For the inhomogeneous case, we can use integrating factors (a method akin to variation of parameters). We seek a particular solution of the form yp(t) = exp(tA) z (t) :

\begin{align} \mathbf{y}_p'(t) & = (e^{tA})'\mathbf{z}(t)+e^{tA}\mathbf{z}'(t) \\[6pt] & = Ae^{tA}\mathbf{z}(t)+e^{tA}\mathbf{z}'(t) \\[6pt] & = A\mathbf{y}_p(t)+e^{tA}\mathbf{z}'(t). \end{align}

For yp to be a solution:

\begin{align} e^{tA}\mathbf{z}'(t) & = \mathbf{b}(t) \\[6pt] \mathbf{z}'(t) & = (e^{tA})^{-1}\mathbf{b}(t) \\[6pt] \mathbf{z}(t) & = \int_0^t e^{-uA}\mathbf{b}(u)\,du+\mathbf{c}. \end{align}

So,

\begin{align} \mathbf{y}_p(t) & {} = e^{tA}\int_0^t e^{-uA}\mathbf{b}(u)\,du+e^{tA}\mathbf{c} \\ & {} = \int_0^t e^{(t-u)A}\mathbf{b}(u)\,du+e^{tA}\mathbf{c} \end{align}

where c is determined by the initial conditions of the problem.

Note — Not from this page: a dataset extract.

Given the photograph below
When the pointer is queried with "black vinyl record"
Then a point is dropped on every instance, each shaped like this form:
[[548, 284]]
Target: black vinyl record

More precisely, consider the equation

$Y'-A\ Y=F(t)$

with the initial condition $Y(t_0)=Y_0$, where

$A$ is an $n$ by $n$ complex matrix,

$F$ is a continuous function from some open interval $I$ to $\mathbb{C}^n$,

$t_0$ is a point of $I$, and

$Y_0$ is a vector of $\mathbb{C}^n$.

Left multiplying the above displayed equality by $e^{-tA}$, we get

$Y(t)=e^{(t-t_0)A}\ Y_0+\int_{t_0}^t e^{(t-x)A}\ F(x)\ dx.$

We claim that the solution to the equation

$P(d/dt)\ y = f(t)$

with the initial conditions $y^{(k)}(t_0)=y_k$ for $0\le k is

$y(t)=\sum_{k=0}^{n-1}\ y_k\ s_k(t-t_0)+\int_{t_0}^t s_{n-1}(t-x)\ f(x)\ dx,$

where the notation is as follows:

$P\in\mathbb{C}[X]$ is a monic polynomial of degree $n>0$,

$f$ is a continuous complex valued function defined on some open interval $I$,

$t_0$ is a point of $I$,

$y_k$ is a complex number, and

$s_k(t)$ is the coefficient of $X^k$ in the polynomial denoted by $S_t\in\mathbb{C}[X]$ in Subsection Alternative above.

To justify this claim, we transform our order n scalar equation into an order one vector equation by the usual reduction to a first order system. Our vector equation takes the form

$\frac{dY}{dt}-A\ Y=F(t),\quad Y(t_0)=Y_0,$

where A is the transpose companion matrix of P. We solve this equation as explained above, computing the matrix exponentials by the observation made in Subsection Alternative above.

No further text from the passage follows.